GitHub - jamiepine/voicebox: The open-source voice synthesis studio
5 hours ago
- #local-first
- #voice-synthesis
- #open-source
- Voicebox is an open-source, local-first voice cloning studio that operates entirely on your machine, offering an alternative to services like ElevenLabs.
- It supports cloning voices from short audio samples, generating speech in 23 languages using 5 TTS engines, and applying post-processing audio effects.

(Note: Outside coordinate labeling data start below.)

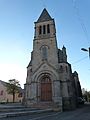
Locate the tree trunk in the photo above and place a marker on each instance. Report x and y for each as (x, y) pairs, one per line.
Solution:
(13, 97)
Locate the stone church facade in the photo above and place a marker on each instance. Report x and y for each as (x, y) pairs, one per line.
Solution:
(50, 81)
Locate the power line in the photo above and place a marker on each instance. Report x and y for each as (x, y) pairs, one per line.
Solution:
(80, 60)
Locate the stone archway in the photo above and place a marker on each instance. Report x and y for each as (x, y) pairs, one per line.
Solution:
(46, 88)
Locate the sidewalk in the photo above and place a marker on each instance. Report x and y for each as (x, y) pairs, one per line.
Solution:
(9, 110)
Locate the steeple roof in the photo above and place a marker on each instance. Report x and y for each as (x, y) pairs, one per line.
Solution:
(44, 16)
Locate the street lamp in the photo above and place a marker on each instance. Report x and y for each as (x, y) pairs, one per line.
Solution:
(86, 50)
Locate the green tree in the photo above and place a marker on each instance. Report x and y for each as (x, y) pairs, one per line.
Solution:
(13, 87)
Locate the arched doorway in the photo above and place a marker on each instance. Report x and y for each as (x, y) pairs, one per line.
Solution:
(46, 89)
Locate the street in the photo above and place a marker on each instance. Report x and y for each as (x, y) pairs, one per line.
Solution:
(82, 113)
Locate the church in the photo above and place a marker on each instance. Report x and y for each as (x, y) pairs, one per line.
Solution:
(50, 81)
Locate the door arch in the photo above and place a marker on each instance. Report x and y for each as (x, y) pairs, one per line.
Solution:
(46, 88)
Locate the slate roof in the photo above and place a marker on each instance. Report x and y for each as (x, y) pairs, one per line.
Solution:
(44, 16)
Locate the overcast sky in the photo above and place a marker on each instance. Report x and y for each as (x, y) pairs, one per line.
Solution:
(17, 17)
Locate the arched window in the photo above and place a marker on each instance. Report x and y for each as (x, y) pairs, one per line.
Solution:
(44, 29)
(40, 30)
(44, 53)
(48, 28)
(61, 68)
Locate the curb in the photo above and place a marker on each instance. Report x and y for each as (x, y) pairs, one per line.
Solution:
(5, 115)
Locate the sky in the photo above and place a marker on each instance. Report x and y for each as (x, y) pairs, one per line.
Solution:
(17, 17)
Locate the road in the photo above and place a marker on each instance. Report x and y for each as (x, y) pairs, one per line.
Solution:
(82, 113)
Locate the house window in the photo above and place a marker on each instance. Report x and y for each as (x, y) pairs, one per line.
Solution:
(48, 28)
(44, 29)
(61, 68)
(40, 30)
(20, 95)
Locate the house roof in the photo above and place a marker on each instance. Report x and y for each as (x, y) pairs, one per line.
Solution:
(44, 16)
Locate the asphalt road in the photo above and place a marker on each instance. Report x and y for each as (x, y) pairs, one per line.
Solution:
(82, 113)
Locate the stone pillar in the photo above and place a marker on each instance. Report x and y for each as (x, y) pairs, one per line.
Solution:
(57, 95)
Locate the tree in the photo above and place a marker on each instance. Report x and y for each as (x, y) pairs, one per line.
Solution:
(13, 87)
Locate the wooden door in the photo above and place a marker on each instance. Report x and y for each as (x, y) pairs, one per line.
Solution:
(46, 89)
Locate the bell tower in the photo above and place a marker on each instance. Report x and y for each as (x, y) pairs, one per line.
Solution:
(44, 43)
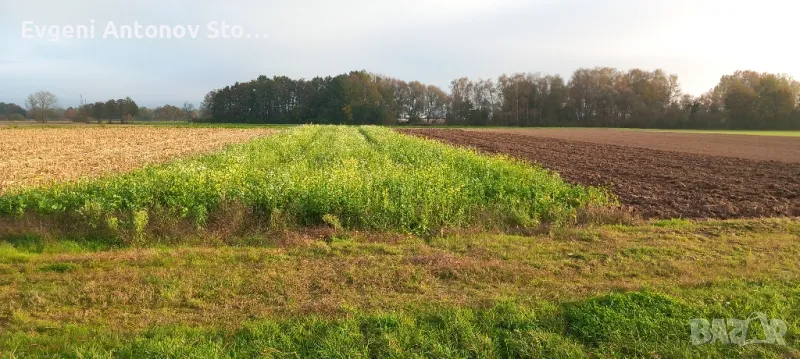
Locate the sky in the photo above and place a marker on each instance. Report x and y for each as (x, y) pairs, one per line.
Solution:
(432, 41)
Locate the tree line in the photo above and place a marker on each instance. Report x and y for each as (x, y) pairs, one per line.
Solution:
(42, 106)
(596, 97)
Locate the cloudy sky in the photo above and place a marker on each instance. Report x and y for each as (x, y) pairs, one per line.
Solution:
(433, 41)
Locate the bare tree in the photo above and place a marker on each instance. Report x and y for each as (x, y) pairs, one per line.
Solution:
(41, 103)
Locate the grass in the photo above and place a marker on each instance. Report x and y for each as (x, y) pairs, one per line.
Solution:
(604, 291)
(365, 178)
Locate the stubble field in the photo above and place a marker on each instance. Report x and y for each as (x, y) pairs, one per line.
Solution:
(42, 156)
(334, 241)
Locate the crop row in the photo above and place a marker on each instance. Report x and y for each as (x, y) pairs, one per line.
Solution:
(355, 177)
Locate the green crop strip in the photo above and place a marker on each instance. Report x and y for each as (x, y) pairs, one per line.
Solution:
(364, 178)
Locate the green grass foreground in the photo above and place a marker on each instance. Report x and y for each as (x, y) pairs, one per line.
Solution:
(352, 177)
(594, 292)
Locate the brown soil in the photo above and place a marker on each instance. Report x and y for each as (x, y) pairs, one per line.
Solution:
(40, 156)
(655, 183)
(762, 148)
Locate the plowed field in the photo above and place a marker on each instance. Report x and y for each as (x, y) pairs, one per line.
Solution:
(656, 183)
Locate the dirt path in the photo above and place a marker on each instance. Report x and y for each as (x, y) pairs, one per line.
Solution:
(655, 183)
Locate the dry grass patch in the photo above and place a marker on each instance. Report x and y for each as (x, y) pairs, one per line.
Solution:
(41, 156)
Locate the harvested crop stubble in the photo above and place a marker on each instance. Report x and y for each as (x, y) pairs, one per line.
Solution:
(41, 156)
(362, 178)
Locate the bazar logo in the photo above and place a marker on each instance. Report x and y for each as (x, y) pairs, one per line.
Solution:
(738, 331)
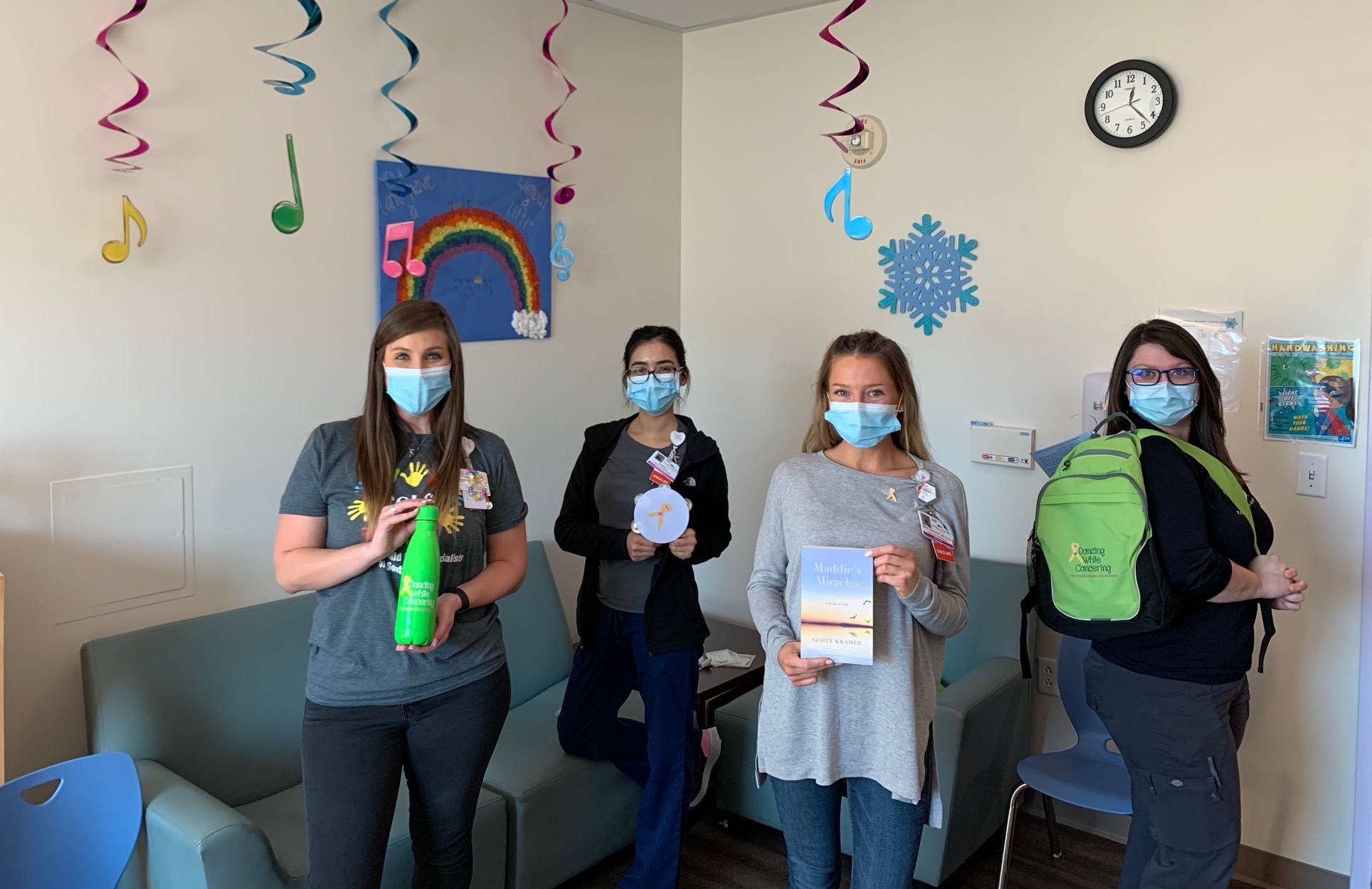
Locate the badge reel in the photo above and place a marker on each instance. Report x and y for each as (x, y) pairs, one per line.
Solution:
(660, 513)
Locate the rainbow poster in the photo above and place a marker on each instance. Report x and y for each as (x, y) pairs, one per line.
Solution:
(476, 243)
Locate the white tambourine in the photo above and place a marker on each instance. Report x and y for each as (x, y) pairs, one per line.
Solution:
(662, 515)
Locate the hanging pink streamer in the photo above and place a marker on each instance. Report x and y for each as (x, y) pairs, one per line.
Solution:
(854, 84)
(566, 192)
(102, 40)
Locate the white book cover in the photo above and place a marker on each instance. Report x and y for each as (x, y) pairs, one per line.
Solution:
(836, 594)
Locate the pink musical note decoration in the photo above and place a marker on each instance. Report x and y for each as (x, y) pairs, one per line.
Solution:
(396, 232)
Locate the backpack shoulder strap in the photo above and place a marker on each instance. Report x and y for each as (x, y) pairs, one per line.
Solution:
(1221, 475)
(1228, 483)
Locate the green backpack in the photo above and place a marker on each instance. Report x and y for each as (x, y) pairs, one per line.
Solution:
(1094, 566)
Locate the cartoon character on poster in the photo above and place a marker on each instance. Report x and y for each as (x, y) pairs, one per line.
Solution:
(476, 243)
(1311, 390)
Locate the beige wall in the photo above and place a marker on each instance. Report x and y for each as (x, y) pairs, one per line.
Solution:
(1257, 199)
(221, 343)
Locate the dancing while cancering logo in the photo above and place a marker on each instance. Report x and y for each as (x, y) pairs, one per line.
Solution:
(1089, 560)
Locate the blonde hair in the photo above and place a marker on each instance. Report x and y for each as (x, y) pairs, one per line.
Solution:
(910, 438)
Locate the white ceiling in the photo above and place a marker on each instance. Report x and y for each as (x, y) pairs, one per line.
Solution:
(684, 16)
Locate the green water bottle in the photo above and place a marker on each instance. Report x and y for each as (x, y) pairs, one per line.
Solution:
(419, 582)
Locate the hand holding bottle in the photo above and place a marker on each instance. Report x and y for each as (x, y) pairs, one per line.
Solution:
(443, 616)
(394, 527)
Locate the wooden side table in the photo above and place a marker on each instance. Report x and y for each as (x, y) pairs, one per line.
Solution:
(721, 685)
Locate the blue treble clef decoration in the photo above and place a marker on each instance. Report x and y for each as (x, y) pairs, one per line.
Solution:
(560, 256)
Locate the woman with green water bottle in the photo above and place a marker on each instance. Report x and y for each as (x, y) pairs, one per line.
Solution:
(376, 707)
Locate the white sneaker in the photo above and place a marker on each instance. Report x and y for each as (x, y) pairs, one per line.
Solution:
(715, 747)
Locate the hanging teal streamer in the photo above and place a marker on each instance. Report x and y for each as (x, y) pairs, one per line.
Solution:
(295, 88)
(400, 187)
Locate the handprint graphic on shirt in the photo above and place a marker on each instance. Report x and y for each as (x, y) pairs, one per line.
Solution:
(453, 520)
(415, 475)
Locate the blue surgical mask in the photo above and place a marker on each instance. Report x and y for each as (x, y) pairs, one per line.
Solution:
(418, 391)
(652, 394)
(862, 424)
(1163, 404)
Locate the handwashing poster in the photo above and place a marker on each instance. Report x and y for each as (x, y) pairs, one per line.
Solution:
(1311, 390)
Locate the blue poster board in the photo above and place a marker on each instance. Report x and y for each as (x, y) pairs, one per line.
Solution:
(476, 243)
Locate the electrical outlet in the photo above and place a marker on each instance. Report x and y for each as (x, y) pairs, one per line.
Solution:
(1048, 677)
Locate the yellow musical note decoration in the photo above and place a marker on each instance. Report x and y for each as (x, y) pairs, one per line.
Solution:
(118, 251)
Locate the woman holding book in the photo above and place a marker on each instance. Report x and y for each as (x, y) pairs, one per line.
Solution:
(638, 609)
(866, 483)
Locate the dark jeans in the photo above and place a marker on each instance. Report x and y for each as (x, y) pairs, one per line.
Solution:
(353, 757)
(660, 754)
(887, 833)
(1181, 741)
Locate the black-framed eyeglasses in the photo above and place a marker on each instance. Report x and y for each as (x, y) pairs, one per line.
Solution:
(1178, 377)
(665, 374)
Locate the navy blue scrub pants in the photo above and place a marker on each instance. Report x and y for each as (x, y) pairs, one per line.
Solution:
(659, 754)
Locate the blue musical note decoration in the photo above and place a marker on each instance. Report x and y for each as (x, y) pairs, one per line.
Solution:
(857, 228)
(561, 257)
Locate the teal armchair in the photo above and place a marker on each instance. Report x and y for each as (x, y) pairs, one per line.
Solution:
(210, 708)
(981, 730)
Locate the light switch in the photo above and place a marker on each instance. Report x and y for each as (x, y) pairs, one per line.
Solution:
(1312, 475)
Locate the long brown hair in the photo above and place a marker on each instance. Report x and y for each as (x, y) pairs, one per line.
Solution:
(910, 438)
(1208, 419)
(381, 430)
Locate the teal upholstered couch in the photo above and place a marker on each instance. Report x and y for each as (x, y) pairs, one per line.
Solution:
(566, 814)
(981, 730)
(211, 707)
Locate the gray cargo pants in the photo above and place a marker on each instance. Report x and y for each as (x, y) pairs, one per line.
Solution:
(1181, 741)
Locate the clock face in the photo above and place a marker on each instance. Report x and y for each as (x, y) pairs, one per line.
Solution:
(1129, 105)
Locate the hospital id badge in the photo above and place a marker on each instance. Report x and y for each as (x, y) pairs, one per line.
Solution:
(939, 535)
(665, 470)
(475, 489)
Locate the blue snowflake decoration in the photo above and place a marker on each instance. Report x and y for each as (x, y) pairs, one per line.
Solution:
(928, 275)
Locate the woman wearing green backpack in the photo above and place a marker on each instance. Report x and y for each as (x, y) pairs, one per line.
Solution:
(1176, 700)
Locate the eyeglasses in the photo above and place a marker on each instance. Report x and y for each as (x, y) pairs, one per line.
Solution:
(665, 374)
(1178, 377)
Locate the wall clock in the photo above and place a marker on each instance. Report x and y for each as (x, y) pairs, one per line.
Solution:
(1131, 103)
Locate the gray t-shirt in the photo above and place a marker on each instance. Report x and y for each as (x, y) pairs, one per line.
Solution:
(353, 658)
(625, 584)
(858, 720)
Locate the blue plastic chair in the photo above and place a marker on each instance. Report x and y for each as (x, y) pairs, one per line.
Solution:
(1089, 774)
(81, 836)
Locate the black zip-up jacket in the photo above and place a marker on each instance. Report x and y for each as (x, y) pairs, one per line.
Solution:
(671, 615)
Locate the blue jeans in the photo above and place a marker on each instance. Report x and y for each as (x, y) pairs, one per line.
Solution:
(353, 757)
(660, 754)
(885, 833)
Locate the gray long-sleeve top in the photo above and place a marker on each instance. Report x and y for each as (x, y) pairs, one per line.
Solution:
(857, 722)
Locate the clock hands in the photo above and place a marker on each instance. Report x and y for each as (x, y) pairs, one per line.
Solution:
(1144, 117)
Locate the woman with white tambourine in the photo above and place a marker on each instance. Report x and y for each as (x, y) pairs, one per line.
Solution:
(638, 611)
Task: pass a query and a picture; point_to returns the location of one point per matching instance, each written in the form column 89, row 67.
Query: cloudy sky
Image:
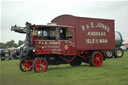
column 43, row 11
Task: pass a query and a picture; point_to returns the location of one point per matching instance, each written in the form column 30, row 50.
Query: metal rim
column 97, row 59
column 25, row 65
column 41, row 65
column 119, row 52
column 109, row 53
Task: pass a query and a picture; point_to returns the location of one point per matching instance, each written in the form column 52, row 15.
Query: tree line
column 11, row 43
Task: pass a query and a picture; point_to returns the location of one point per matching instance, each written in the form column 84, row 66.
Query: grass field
column 113, row 72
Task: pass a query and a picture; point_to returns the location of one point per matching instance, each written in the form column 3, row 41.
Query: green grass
column 113, row 72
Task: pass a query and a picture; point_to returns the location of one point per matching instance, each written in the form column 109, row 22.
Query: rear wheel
column 76, row 62
column 25, row 65
column 96, row 59
column 40, row 65
column 118, row 52
column 108, row 53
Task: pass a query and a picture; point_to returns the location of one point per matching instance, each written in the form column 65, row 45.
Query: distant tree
column 20, row 42
column 2, row 45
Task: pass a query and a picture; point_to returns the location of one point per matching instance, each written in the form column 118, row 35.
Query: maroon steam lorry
column 66, row 40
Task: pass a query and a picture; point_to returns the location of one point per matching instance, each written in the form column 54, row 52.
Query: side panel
column 91, row 33
column 95, row 34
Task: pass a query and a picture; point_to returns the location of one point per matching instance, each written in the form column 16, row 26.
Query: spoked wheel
column 109, row 53
column 96, row 59
column 40, row 65
column 118, row 53
column 25, row 65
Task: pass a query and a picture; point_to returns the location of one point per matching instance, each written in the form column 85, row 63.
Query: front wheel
column 25, row 65
column 96, row 59
column 40, row 65
column 118, row 52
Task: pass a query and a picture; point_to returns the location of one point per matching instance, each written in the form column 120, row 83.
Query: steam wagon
column 66, row 40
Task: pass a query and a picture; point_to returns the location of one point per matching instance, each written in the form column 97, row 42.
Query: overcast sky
column 43, row 11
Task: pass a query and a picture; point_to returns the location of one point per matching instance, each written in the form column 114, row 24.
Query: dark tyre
column 40, row 65
column 118, row 52
column 109, row 53
column 2, row 59
column 25, row 65
column 96, row 59
column 76, row 62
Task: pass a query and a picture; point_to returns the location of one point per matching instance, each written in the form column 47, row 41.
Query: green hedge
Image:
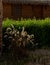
column 40, row 28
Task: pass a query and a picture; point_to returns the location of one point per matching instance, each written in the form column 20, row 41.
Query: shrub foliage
column 40, row 29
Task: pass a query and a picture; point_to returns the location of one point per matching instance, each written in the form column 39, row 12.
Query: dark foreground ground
column 37, row 57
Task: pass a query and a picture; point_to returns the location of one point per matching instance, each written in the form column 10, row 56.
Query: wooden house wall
column 7, row 10
column 26, row 11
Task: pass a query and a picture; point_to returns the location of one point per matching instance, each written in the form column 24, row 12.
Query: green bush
column 40, row 28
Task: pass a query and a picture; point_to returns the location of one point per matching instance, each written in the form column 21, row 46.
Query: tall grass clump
column 40, row 28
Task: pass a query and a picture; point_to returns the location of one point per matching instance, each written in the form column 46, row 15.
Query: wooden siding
column 25, row 11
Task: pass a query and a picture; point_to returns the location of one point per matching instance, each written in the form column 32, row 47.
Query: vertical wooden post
column 1, row 12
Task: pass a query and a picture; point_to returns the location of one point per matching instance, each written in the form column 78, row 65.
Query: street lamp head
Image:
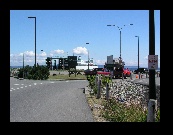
column 31, row 17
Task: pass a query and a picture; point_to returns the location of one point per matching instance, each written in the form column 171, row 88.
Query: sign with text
column 153, row 62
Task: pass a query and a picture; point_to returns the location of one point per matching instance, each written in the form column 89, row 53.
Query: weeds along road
column 48, row 101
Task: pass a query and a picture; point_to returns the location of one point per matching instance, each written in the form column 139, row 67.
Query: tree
column 48, row 62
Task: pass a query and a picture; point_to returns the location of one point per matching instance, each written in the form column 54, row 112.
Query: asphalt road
column 48, row 101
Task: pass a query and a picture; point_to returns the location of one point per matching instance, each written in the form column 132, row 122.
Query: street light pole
column 35, row 39
column 138, row 51
column 88, row 57
column 23, row 65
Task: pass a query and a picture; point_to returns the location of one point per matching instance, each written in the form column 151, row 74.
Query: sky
column 63, row 33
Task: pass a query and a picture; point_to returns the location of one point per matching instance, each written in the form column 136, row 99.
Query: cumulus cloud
column 80, row 51
column 43, row 54
column 100, row 62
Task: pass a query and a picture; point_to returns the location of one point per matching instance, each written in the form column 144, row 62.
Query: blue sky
column 65, row 32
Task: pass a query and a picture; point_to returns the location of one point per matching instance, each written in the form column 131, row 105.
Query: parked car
column 141, row 70
column 126, row 72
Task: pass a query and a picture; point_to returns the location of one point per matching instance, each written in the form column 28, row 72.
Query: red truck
column 96, row 71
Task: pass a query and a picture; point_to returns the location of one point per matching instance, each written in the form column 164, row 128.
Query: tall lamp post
column 35, row 39
column 120, row 36
column 138, row 50
column 88, row 57
column 23, row 66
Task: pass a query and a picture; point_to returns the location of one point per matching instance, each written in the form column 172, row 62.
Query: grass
column 66, row 77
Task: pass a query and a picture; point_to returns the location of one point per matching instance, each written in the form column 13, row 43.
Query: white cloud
column 100, row 62
column 43, row 54
column 80, row 51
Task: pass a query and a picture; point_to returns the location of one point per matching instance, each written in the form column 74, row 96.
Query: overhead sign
column 153, row 62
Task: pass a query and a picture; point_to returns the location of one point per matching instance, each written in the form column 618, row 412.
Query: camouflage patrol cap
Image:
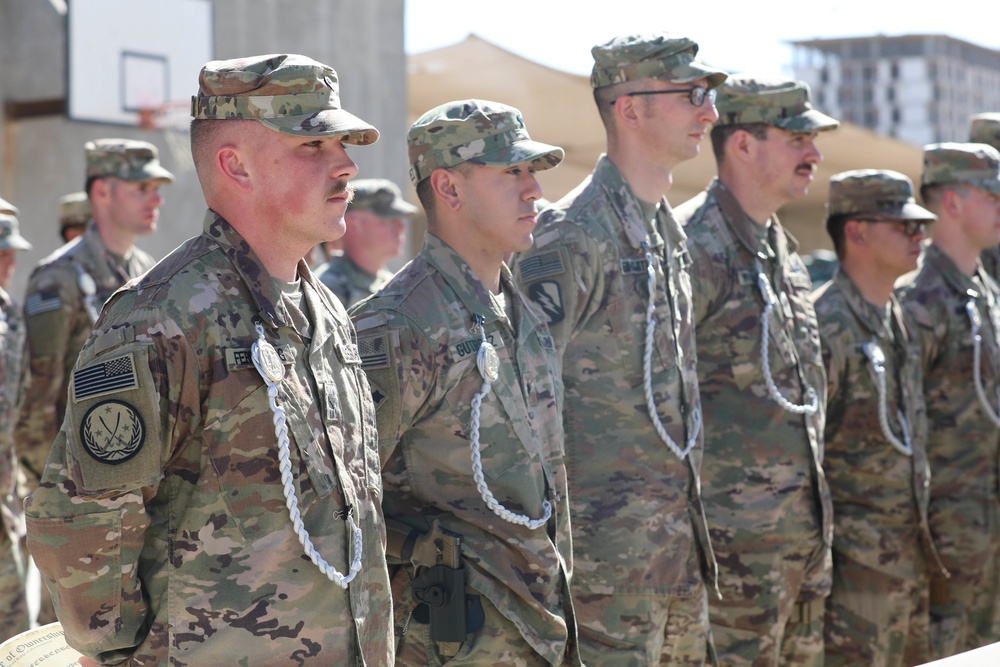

- Features include complete privacy (data stays local), expressive speech tags (e.g., [laugh], [sigh]), unlimited text length with auto-chunking, a multi-voice timeline editor for stories, and a REST API for integration.
- Available for macOS, Windows, Linux (with Docker), and supports various hardware backends (MLX, CUDA, ROCm, DirectML, CPU).
- Includes 8 audio effects (pitch shift, reverb, delay, etc.), generation versioning with provenance tracking, non-blocking generation queues, voice profile management, and in-app recording/transcription.
- Built with Tauri (Rust), React, FastAPI, and uses models like Qwen3-TTS, LuxTTS, Chatterbox, and TADA.
- Future plans include real-time streaming, voice design from text, more models, plugin architecture, and a mobile companion app.
- Open for contributions via GitHub with detailed setup instructions (using 'just' for commands) and an MIT license.